Five years ago has never looked so good—and neither has five years in the future. While polling Americans on the state of the nation at present, Gallup periodically asks them to assess conditions five years in the past and to predict how they'll be five years ahead. Compared to a year ago, fewer people now give a positive rating to current conditions (64 percent vs. 73 percent). But the five-years-ago positive tally is the highest on record (76 percent, vs. 62 percent in last year's poll). So is the five-years-from-now positive vote (78 percent, vs. 67 percent last year). How nice to see the past and the future improving in tandem!
They've got to eat someplace. An ACNielsen survey finds Americans less likely to dine out in the next three months than they were during the same period a year ago.
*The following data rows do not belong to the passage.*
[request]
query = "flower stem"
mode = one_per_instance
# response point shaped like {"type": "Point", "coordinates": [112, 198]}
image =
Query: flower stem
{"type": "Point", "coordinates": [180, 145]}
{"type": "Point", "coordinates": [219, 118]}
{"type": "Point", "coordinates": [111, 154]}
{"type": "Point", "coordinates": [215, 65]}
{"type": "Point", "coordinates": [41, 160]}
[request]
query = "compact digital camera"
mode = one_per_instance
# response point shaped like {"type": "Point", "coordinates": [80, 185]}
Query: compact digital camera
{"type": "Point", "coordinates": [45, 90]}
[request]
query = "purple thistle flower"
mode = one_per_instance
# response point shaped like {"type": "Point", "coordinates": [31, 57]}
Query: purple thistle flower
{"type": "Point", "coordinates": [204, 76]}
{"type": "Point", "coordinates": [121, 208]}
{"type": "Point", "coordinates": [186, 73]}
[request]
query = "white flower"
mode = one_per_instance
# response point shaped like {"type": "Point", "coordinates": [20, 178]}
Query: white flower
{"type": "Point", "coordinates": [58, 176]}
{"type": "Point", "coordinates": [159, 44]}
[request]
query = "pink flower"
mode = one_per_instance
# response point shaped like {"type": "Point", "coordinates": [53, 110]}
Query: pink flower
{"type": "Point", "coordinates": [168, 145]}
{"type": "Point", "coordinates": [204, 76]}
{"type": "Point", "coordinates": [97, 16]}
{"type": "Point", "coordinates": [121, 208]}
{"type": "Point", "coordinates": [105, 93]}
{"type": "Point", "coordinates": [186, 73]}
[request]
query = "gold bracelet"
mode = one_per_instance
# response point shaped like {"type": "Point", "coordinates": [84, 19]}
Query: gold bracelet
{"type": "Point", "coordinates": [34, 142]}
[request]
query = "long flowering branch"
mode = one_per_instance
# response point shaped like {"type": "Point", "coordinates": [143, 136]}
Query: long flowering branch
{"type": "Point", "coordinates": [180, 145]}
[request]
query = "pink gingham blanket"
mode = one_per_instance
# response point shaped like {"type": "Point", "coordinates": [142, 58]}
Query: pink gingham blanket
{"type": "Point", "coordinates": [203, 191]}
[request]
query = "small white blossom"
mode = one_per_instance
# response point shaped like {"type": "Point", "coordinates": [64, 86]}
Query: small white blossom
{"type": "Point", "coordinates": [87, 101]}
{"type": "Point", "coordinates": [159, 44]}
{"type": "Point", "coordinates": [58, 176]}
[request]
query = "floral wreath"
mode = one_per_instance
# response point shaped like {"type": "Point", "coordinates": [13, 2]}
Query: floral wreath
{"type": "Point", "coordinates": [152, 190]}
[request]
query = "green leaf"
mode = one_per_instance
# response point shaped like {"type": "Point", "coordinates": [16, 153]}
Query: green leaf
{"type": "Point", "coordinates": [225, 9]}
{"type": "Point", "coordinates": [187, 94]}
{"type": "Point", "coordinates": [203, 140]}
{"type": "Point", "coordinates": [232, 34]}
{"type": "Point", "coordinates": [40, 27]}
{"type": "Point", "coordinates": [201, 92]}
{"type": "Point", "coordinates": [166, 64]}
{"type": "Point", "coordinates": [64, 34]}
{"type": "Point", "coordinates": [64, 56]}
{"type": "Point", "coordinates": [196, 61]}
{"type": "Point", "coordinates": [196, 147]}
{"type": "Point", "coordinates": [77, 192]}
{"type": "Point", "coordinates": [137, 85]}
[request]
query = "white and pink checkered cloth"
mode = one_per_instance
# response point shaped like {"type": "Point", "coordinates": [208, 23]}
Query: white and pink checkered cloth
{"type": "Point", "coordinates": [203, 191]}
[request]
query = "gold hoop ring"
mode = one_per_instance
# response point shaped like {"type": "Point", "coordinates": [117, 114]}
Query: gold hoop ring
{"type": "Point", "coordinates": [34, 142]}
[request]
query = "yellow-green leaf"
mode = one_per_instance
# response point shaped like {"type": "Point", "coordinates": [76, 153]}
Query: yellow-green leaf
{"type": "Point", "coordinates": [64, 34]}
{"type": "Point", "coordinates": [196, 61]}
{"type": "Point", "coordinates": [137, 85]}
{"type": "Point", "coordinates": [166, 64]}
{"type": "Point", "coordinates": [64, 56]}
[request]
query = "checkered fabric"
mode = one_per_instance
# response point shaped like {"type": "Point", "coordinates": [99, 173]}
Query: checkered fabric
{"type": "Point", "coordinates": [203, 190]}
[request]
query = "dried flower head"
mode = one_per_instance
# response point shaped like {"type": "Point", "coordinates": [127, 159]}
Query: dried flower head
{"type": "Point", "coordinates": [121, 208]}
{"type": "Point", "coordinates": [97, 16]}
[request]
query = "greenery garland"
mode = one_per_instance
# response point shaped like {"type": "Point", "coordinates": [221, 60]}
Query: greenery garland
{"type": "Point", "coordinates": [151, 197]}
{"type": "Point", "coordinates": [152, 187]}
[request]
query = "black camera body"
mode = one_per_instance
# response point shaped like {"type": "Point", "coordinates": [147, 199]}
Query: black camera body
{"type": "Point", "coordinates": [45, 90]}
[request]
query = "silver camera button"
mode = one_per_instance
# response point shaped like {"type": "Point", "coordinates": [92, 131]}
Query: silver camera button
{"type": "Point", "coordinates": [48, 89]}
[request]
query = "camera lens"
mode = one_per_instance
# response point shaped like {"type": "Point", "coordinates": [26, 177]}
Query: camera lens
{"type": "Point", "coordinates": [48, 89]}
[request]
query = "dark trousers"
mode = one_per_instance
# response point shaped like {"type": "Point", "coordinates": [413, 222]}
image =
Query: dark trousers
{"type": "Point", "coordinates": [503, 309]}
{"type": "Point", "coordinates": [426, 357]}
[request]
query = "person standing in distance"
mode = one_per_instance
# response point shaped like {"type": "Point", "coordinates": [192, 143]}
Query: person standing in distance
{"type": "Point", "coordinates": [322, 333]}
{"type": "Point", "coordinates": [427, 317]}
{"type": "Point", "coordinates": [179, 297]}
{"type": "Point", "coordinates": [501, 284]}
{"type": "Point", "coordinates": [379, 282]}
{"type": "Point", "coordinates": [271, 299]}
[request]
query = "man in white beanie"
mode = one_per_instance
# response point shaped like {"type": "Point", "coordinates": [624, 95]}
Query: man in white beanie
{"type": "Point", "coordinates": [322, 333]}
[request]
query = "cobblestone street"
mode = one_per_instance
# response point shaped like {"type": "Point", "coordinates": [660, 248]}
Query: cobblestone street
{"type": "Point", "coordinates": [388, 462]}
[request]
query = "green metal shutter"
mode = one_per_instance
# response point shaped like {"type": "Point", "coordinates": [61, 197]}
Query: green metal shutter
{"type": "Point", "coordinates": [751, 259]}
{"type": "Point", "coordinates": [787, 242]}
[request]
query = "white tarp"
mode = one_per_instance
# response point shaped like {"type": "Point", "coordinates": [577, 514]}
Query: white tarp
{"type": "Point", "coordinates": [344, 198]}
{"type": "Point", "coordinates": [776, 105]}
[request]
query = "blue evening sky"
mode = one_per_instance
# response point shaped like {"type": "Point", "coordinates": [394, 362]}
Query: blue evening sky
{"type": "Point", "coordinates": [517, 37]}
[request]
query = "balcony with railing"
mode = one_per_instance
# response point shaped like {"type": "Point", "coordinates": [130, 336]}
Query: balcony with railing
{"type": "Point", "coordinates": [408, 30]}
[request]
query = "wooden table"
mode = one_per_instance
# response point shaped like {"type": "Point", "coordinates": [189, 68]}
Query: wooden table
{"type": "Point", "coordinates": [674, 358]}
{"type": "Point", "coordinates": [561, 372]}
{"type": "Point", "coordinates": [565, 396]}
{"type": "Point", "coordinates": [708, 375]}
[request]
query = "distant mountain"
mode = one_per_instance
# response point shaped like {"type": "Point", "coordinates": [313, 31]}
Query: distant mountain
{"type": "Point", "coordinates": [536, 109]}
The7 percent who expect to have dinner out more often were outnumbered nearly four to one by the 27 percent who think they'll do so less often. The report predicts they'll take up the nutritional slack by increasing their purchases of packaged goods. Of those polled, 35 percent said they're more likely than last year to buy U.S.-made groceries.
True or false: The Internet is more conducive to fleeting relationships than to long-termcommitment. It's true for advertisers and agencies, says a report by Jupiter Media Metrix. Based on a survey of advertisers, the study finds they're "skeptical about forming long-term relationships with agencies for interactive marketing." More than one-third of Internet advertisers(37 percent) prefer to pay agencies on a per-project basis; 23 percent would rather pay a straight retainer. They're not very monogamous, either: 43 percent employ multiple agencies for their interactive work, while an equal percentage rely on a single agency for such tasks.
Let's say your commercial urges TV viewers to rush to the store and buy the client's wares. And let's say they don't do it. One might say this reflects poorly on your commercial. But such inaction may simply be the normal effect of TV viewing and its cessation. An article in Scientific American (under the headline, "Television Addiction") discusses research finding that people feel "relaxed and passive" while watching the tube—just as you'd expect. "What is more surprising is that the sense of relaxation ends when the set is turned off, but the feelings of passivity and lowered alertness continue." Viewers studied by the article's authors often say the TV "has somehow absorbed or sucked out their energy, leaving them depleted." Little wonder, then, if they fail to heed a commercial's call to prompt action.
Nothing like a recession to keep your bills under control. One of the more counterintuitive bits of recent survey data came in response to a New York Times/CBS News poll fielded late last month. Asked how hard it is to keep up with their bills, 15 percent of respondents answered "very." That's down from the 21 percent saying the same in a March 2001 poll and from 17 percent in a 1995 survey. Conversely, 13 percent of respondents in the new poll said it's "very easy" for them to handle their bills, up from 9 percent last March and from 11 percent in 1995. Are consumers so spooked by the recession that they're cutting spending faster than their immediate circumstances require? If so, pent-up demand may not be as anemic as some experts suggest.
They've seen the error of boomers' ways. Just ask their kids. According to an article on Fox News' Web site, a number of studies indicate Gen Xers are "embracing a more conventional, discipline-oriented approach to raising children than their baby-boom predecessors." The item quotes a staffer at Parenting magazine as saying Xers looked at boomers "and felt that maybe they were too permissive with their kids, gave them too many choices." Xer-style parenting "incorporates communication between the generations as well as firm rules."
This week's honors for Best Misuse of Police Speed-Detection Gear go to an ad for Brine Athletic Equipment. If it encourages kids to practice lacrosse instead of racing around in cars, it'll greatly enhance public safety. A Boston agency named Six created the ad.
Here are some statistics the airlines can use to lure wary Americans aloft. According to Wired, the chances of being killed in a plane crash (1 in 659,779) are lower than the odds of being felled by bad medical care (1 in 83,720), a residential fire (1 in 83,025) or a car crash (1 in 6,585). But they're higher than the odds of dying in a "catastrophic asteroid strike" (1 in 1.96 billion).
The search continues for a light at the end of the job-market tunnel. As you can see from the chart below, the volume of help-wanted classifieds in Adweek is still extremely poor. One glimmer of hope amid the dismal data: There's been an upturn in ads for media planners/buyers. Let's just hope that, once hired, these people plan and buy like mad.